Evaluating A Catcher's Throw Down

By Dave Weaver, New England Catching Camp



A catcher's throw down to second base to nab a potential base stealer is in essence a 3-part skill that can be evaluated for strengths and weaknesses and improved. The three components are: (1) Ball Control and Release Efficiency, (2) In-flight Velocity, and (3) Accuracy. On average a catcher's success rate is just 25% and, at best, around 50%. Each of the three components of the throw contribute to the success or failure. Without evaluating each part and just practicing the throw, success will only increase slightly. The following are the three part evaluation process, presented in reverse order.

Accuracy is the easiest to evaluate and most observable component, irrespective of the other two parts. Rating a catcher on this portion is just a matter of noting whether or not the ball arrives at the 9"x18" target some 127 feet away. Practice usually results in improvement unless the throwing mechanics are completely wrong. A simple observation of the act of throwing will tell you if the catcher is doing it right or wrong.

In-Flight Velocity. Once I get the players arm warmed up to game readiness, I have him make 6 throws from a crow hop. He can use whatever mechanics he likes to generate the maximum velocity he can. I time that on the Jugs gun. I get 6 readings; I throw out the fastest, and the slowest, and average the other 4. This gives me an average max velocity. I then have him get into his crouch. I throw him pitches down the middle and have him throw down full speed. I again have him do this 6 times and use the same method to determine his average maximum throw down velocity. After timing over 500 catchers this way I have found that a drop in velocity of less then 3% from max velocity to throw down velocity is the goal. More of a drop then that and there is something in that player's mechanics of his throw to second base that is excessively “eating” velocity. At that point a close evaluation of those mechanics is needed.

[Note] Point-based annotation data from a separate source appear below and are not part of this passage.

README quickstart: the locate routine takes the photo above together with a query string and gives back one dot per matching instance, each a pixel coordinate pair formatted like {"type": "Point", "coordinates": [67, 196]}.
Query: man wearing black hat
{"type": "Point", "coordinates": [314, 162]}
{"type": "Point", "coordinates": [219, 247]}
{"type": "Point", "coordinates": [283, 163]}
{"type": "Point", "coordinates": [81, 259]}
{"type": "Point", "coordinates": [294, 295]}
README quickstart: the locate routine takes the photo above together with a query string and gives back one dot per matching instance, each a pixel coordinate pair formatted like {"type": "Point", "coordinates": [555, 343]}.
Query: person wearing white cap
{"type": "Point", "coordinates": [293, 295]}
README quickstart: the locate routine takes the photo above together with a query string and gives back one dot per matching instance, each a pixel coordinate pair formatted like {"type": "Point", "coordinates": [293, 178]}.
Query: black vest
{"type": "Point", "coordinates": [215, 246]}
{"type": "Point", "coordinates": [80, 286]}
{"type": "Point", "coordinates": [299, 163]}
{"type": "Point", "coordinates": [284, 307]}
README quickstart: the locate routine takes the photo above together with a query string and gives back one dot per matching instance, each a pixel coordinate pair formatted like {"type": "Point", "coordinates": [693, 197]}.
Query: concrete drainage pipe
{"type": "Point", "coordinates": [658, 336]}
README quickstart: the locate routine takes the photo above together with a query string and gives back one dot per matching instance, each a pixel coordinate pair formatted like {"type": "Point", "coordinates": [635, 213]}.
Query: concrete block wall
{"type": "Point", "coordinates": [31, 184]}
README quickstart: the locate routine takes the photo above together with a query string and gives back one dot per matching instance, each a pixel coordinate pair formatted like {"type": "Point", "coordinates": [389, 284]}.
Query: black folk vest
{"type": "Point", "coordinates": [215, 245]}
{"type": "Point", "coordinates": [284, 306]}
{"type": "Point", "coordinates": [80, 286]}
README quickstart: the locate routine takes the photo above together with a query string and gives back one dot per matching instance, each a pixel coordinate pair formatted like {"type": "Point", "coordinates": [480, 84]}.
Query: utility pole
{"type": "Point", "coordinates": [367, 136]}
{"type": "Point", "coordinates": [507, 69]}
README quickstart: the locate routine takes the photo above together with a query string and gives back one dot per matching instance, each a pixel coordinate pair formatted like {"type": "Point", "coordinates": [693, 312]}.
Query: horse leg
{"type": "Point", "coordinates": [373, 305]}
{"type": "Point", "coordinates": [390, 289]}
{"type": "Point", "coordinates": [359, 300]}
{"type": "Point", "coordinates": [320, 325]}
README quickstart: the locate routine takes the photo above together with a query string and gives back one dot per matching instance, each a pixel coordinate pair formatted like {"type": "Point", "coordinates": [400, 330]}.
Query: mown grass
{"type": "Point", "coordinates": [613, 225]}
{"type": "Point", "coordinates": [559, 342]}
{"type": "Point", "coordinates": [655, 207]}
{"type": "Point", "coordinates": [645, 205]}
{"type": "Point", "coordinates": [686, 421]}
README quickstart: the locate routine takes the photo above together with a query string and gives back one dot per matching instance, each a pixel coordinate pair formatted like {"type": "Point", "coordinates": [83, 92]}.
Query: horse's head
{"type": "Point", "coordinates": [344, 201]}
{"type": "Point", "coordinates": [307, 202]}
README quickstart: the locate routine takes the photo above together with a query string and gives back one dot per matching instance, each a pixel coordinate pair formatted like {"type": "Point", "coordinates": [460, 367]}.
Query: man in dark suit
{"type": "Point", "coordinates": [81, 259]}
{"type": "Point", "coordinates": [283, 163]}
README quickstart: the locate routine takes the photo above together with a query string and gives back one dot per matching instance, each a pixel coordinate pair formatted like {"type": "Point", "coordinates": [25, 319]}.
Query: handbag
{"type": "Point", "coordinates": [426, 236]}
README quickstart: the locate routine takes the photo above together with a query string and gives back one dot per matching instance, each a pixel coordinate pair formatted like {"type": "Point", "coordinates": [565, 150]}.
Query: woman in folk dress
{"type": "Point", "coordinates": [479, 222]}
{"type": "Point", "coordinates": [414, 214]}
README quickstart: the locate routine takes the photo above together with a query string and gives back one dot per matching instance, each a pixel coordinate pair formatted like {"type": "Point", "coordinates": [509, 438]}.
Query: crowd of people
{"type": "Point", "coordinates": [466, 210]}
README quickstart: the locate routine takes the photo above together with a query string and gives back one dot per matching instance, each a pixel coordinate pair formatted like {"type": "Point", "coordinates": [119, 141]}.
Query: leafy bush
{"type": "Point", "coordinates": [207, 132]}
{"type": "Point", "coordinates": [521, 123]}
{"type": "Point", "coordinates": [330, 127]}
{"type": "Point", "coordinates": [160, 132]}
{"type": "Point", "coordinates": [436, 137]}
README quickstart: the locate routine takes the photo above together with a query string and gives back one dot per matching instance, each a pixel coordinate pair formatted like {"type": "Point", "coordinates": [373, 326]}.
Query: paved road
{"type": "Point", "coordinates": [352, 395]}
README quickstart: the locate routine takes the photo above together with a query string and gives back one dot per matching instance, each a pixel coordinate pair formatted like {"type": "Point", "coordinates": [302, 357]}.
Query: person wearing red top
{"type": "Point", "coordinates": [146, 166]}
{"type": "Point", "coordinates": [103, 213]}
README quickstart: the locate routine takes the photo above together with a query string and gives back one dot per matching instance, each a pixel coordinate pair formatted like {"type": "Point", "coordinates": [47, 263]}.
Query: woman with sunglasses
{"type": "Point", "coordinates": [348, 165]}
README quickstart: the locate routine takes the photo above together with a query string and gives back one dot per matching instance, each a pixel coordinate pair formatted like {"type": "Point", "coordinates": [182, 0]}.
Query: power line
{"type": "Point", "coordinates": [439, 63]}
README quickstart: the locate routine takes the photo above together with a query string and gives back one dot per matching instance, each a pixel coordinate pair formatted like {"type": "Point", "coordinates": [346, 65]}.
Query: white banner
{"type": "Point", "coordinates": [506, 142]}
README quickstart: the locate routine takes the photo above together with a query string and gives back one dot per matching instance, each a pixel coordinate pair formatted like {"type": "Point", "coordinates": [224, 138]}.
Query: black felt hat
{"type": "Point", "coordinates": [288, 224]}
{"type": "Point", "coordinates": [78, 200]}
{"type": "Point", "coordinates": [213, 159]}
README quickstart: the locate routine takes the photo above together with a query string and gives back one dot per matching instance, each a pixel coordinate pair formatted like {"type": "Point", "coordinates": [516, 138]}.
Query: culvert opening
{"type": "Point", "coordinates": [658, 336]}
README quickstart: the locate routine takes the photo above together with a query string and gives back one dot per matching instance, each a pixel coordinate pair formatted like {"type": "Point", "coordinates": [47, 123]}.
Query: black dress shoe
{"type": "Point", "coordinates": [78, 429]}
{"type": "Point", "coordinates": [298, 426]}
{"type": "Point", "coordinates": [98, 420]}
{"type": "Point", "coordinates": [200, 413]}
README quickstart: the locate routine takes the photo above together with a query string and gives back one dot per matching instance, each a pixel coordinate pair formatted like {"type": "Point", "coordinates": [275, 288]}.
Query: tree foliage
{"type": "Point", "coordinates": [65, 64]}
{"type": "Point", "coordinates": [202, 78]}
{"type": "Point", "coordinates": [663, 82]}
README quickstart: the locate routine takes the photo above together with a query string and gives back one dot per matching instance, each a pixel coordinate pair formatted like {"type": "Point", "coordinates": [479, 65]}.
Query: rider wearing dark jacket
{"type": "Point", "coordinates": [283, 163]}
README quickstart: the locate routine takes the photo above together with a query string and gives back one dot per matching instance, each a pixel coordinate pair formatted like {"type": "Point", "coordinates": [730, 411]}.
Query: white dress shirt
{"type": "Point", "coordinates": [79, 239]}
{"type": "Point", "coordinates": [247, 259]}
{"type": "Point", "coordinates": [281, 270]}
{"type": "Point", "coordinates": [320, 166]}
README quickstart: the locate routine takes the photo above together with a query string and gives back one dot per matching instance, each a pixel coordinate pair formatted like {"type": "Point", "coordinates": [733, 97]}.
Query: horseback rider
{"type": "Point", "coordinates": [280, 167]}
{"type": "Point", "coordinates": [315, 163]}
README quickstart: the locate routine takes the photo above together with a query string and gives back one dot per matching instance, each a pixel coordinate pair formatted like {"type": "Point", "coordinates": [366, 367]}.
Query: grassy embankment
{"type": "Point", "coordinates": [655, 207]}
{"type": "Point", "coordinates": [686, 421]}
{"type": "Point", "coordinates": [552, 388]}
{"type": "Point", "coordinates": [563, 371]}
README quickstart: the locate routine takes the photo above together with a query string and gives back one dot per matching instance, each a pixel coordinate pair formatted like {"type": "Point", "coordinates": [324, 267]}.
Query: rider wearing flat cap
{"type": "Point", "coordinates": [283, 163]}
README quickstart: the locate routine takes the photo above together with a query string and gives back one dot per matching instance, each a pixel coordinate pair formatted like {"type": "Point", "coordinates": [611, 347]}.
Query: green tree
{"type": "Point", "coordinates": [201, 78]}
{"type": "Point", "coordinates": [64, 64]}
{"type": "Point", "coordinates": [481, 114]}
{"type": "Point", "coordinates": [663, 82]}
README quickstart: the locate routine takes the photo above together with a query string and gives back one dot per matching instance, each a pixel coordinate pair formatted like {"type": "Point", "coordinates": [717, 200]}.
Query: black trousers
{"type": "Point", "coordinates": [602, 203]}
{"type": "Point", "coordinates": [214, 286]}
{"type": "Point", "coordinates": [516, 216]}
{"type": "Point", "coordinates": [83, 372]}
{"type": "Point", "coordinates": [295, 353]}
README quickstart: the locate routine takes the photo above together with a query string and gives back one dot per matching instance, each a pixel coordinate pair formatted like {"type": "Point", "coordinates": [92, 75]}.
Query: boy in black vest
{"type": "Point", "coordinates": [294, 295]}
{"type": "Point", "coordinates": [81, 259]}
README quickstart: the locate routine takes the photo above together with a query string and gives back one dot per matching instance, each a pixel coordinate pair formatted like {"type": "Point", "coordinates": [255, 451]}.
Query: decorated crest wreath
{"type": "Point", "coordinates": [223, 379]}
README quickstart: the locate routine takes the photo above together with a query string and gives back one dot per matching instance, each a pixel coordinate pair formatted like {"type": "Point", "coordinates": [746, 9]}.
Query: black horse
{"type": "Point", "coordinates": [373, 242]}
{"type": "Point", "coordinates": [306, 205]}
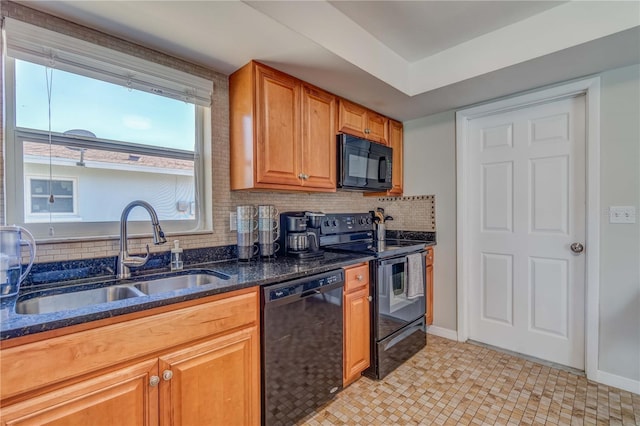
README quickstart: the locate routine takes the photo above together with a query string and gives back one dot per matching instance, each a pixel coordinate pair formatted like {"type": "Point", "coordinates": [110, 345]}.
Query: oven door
{"type": "Point", "coordinates": [394, 309]}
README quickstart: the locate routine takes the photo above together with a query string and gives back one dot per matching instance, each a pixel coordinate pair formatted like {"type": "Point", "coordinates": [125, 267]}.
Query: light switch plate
{"type": "Point", "coordinates": [233, 221]}
{"type": "Point", "coordinates": [622, 214]}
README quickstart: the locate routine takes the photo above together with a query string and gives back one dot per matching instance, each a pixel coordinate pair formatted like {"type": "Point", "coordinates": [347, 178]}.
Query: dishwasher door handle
{"type": "Point", "coordinates": [309, 293]}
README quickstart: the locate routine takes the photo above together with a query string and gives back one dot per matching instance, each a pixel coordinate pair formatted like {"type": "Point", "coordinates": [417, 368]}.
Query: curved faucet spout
{"type": "Point", "coordinates": [124, 260]}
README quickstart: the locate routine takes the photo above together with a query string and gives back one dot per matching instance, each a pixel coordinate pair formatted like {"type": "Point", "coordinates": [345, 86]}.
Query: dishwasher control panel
{"type": "Point", "coordinates": [303, 286]}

Ball Control & Release Efficiency. To evaluate this component I use the following technique. I position the player in front of the black Jugs tarp that hangs behind home plate in our batting cage. I measure out 10 feet and draw a line. It must always be 10 feet. The player puts his toes on the line facing the black screen. The coach kneels in front of the catcher, slightly off center. The player gets into his secondary receiving position. The coach throws the “pitch”. Player completes a full speed throw into the screen. The stop watch is started when the ball hits glove and stopped when the ball hits the screen. Because the catcher is releasing the ball about 5 feet in front of the screen, arm strength has little to do with the time recorded on the stop watch. The drill gives an accurate measurement of how fast the athlete gets it in the air. You can also have the catcher throw directly into the fence backstop, but I find the tarp makes a more precise sound when hit, making it easier to ensure a good clocking.

While some critics of the evaluation process mention that it does not incorporate all the variables of a game situation, it does give a good base for comparison between any groups of players. Using these measurement techniques allows me to break the throw down into its 3 different phases and better be able to attack the area of greatest weakness in any given player.

I have a number of college players that have guns for arms, velocities out of crouch 85MPH+ but have slower releases then a number of high school kids. The above evaluation technique has enabled me to isolate what section of their throw is the weakest and look for the flaws that are eating time. Likewise I have some players that have lightning fast releases but 65MPH velocity. Again it helps me direct their training efforts in the area of greatest weakness.